Oral arguments in Kilby v. CVS Pharmacy, Inc., and Henderson v. JPMorgan Chase Bank NA. were presented on January 5, 2016, before the California Supreme Court. Both cases were referred by the Ninth Circuit, which asked the Supreme Court to decide how it should interpret California’s suitable seating law.
Most California Wage Orders require “suitable seats when the nature of the work reasonably permits the use of seats.” Kilby is a PAGA representative action brought by CVS cashiers, and Henderson is a PAGA representative action brought by bank tellers. The cashiers and bank tellers contend that their job positions involve standing for long periods of time, but the nature of their work reasonably permits the use of seats. The California Supreme Court agreed to consider the following questions:
- Does the phrase “nature of the work” refer to an individual task or duty that an employee performs during the course of his or her workday, or should courts construe “nature of the work” holistically and evaluate the entire range of an employee’s duties?
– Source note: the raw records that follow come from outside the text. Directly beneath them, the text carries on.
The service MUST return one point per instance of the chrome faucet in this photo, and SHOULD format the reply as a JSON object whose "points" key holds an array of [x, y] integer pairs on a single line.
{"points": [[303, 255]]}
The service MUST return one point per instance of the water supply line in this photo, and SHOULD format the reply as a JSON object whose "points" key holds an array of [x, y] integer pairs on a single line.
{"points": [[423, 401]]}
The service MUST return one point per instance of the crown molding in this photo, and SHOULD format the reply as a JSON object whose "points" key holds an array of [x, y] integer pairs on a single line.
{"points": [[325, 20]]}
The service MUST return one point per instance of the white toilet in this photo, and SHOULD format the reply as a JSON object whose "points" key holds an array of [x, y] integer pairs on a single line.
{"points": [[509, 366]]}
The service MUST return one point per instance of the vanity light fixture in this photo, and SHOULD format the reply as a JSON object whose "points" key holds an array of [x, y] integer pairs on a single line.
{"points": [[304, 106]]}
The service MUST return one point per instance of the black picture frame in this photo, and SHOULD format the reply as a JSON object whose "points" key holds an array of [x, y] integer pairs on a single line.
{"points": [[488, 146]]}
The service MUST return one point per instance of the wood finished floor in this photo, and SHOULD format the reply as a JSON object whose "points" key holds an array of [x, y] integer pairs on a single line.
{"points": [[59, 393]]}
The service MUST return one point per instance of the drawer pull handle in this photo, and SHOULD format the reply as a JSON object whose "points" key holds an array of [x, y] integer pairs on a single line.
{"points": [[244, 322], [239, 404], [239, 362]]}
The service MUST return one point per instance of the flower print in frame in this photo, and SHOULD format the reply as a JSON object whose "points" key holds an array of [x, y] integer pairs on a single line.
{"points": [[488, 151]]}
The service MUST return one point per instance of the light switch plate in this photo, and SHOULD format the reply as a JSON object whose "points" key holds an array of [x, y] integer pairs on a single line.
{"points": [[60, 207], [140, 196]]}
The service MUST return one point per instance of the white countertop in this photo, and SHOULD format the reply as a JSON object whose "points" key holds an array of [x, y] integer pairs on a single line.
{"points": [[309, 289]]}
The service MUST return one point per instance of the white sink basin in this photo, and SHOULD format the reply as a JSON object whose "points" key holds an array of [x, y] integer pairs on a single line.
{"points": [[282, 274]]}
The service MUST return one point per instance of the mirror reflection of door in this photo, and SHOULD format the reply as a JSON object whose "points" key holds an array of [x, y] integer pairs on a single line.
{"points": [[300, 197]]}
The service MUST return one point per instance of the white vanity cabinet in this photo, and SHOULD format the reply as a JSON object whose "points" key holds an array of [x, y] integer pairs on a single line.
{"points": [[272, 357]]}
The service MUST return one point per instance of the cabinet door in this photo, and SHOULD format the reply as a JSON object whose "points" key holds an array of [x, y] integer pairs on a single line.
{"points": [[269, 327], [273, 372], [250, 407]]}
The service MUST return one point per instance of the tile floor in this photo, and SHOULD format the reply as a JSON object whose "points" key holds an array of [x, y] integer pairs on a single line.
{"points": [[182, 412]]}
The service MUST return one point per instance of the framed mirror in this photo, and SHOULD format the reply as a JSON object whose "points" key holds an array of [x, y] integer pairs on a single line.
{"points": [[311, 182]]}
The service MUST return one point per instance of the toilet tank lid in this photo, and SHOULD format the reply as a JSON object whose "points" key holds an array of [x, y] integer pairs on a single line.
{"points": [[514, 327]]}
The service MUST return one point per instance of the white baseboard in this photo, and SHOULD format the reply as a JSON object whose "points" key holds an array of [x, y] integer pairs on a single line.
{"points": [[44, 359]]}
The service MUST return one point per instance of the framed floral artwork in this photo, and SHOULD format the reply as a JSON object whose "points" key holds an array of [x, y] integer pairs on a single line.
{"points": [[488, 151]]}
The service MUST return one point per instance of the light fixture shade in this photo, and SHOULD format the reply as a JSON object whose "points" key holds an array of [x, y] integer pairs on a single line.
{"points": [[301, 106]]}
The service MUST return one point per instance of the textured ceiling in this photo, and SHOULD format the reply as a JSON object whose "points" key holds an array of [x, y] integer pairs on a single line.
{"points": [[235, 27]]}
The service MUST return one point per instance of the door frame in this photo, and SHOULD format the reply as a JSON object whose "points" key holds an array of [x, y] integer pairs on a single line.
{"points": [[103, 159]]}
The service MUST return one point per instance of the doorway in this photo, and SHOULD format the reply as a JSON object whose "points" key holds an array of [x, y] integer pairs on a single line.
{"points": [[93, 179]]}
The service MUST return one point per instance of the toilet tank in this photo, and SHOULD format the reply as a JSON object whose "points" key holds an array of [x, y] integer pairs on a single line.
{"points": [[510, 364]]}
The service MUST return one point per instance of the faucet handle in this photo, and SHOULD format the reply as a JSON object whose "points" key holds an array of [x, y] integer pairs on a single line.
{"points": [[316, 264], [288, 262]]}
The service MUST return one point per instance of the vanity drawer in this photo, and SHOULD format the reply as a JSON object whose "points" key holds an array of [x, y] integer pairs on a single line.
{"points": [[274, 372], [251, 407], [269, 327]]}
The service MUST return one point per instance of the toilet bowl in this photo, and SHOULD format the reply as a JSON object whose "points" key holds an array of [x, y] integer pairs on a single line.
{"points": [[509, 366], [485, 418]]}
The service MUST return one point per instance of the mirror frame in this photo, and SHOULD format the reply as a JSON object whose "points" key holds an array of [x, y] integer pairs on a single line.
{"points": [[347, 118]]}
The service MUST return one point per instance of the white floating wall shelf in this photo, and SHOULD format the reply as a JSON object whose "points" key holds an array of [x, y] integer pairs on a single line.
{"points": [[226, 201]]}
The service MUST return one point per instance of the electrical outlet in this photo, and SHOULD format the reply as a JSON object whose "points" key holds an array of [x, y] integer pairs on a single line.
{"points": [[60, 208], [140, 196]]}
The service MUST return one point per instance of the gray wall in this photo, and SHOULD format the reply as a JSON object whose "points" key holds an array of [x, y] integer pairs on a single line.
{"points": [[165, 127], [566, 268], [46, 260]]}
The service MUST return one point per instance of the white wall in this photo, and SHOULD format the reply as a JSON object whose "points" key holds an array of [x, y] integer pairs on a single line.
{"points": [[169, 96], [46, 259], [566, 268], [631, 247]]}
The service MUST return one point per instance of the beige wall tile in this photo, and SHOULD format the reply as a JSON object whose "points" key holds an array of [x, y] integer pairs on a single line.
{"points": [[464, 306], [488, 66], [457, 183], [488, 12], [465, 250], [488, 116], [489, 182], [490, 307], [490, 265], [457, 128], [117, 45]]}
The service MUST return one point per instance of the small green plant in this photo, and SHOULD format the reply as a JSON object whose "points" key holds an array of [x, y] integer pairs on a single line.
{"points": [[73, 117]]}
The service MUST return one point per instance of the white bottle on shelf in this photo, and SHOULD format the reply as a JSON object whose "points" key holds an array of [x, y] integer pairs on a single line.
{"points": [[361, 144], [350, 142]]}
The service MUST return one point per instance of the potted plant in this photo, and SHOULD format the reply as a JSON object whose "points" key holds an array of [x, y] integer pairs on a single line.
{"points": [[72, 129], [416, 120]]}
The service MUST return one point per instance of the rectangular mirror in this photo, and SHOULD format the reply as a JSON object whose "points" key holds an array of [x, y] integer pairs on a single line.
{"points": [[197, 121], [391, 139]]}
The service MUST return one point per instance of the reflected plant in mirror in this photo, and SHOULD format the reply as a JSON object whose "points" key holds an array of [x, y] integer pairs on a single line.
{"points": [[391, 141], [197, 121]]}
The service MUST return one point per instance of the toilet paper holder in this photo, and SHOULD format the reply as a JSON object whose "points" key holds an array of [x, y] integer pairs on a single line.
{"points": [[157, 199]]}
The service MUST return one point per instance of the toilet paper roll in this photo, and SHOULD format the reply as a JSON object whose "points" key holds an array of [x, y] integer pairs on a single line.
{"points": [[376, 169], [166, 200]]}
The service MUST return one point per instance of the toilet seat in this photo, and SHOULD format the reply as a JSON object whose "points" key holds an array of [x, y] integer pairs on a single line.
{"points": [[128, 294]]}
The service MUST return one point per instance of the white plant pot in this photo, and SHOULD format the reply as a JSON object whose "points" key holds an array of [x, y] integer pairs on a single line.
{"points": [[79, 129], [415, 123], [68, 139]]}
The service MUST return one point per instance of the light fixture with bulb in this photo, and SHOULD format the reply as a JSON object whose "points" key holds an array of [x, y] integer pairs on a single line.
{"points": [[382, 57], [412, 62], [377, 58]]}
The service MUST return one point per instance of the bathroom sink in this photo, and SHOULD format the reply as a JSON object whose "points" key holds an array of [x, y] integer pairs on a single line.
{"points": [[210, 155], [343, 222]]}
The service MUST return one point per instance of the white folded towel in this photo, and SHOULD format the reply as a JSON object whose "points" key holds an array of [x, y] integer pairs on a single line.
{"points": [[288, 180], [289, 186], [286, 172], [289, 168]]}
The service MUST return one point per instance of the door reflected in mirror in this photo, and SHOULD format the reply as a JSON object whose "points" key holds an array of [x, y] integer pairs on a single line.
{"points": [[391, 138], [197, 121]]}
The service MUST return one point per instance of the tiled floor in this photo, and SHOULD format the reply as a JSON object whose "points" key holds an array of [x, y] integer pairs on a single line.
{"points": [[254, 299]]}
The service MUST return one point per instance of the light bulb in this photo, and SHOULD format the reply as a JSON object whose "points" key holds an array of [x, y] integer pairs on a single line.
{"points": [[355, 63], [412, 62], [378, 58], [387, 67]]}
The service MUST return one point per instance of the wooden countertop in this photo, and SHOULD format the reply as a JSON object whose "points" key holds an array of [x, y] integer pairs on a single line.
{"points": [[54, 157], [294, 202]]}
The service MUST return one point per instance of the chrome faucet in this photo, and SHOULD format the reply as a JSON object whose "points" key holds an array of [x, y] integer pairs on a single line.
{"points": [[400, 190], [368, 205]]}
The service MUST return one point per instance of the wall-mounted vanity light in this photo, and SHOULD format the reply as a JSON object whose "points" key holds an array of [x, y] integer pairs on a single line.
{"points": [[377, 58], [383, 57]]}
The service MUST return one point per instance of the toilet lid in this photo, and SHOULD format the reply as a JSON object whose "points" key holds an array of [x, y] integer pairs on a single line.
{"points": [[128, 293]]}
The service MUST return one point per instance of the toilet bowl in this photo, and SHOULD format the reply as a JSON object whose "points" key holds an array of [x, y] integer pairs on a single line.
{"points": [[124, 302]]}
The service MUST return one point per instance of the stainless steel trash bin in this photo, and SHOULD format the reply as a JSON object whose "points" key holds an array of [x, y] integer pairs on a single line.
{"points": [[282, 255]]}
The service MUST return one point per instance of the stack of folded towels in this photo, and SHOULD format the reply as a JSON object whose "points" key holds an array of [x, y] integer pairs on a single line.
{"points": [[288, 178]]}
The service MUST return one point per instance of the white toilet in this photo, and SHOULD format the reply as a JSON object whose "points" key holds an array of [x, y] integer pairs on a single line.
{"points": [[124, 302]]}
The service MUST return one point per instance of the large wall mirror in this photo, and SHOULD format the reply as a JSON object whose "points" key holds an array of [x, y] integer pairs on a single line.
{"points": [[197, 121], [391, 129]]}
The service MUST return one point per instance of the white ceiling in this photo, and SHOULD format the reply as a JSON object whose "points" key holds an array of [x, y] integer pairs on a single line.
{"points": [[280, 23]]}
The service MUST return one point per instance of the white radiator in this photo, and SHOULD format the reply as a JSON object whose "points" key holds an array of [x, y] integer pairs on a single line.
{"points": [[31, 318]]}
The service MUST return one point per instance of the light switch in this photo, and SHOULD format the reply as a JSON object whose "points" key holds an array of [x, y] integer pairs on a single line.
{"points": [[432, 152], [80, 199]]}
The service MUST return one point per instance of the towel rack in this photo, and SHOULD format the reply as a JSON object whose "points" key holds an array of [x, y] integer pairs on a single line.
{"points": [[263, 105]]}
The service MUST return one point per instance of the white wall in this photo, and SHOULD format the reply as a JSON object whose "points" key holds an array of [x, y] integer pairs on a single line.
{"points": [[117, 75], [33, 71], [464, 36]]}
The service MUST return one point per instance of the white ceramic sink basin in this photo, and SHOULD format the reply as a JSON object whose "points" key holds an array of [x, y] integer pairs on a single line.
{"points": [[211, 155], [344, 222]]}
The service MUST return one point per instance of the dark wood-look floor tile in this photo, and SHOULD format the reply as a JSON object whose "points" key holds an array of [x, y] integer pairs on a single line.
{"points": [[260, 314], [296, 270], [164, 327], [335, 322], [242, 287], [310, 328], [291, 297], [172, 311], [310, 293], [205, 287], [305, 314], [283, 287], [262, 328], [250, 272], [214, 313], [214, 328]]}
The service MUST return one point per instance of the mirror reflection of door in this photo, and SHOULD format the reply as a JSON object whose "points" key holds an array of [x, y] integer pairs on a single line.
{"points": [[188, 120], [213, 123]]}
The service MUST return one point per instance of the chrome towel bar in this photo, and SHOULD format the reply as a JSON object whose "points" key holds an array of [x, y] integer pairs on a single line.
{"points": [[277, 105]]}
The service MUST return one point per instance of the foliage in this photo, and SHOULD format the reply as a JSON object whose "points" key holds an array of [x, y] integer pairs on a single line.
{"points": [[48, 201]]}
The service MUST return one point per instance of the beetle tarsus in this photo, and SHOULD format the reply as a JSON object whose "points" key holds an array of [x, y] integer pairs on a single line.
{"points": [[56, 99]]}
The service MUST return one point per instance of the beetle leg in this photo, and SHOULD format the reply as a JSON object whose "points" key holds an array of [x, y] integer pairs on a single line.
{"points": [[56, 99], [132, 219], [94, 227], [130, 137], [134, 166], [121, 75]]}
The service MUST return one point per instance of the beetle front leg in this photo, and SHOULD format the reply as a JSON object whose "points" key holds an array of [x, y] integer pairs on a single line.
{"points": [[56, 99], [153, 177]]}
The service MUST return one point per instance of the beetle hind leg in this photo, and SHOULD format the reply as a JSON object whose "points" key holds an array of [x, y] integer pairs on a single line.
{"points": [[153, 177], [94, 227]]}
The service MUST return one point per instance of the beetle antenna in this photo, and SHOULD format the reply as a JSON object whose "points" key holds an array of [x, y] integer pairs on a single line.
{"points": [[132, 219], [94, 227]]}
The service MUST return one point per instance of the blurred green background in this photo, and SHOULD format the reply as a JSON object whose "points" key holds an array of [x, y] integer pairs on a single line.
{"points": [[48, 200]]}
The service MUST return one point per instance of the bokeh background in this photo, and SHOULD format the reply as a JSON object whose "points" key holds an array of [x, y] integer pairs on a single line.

- If the courts should construe “nature of the work” holistically, should the courts consider the entire range of an employee’s duties if more than half of an employee’s time is spent performing tasks that reasonably allow the use of a seat?
- When determining whether the nature of the work “reasonably permits” the use of a seat, should courts consider any or all of the following:
- The employer’s business judgment as to whether the employee should stand;
- The physical layout of the workplace; or
- The physical characteristics of the employee.
The penalty exposure, as the Ninth Circuit noted, can be in the “tens of millions of dollars,” because Labor Code sec. 2699(f)(2) permits a civil penalty of at least $100 for each aggrieved employee per pay period in which a seat was not provided.
A written opinion is expected within 90 days of the oral argument.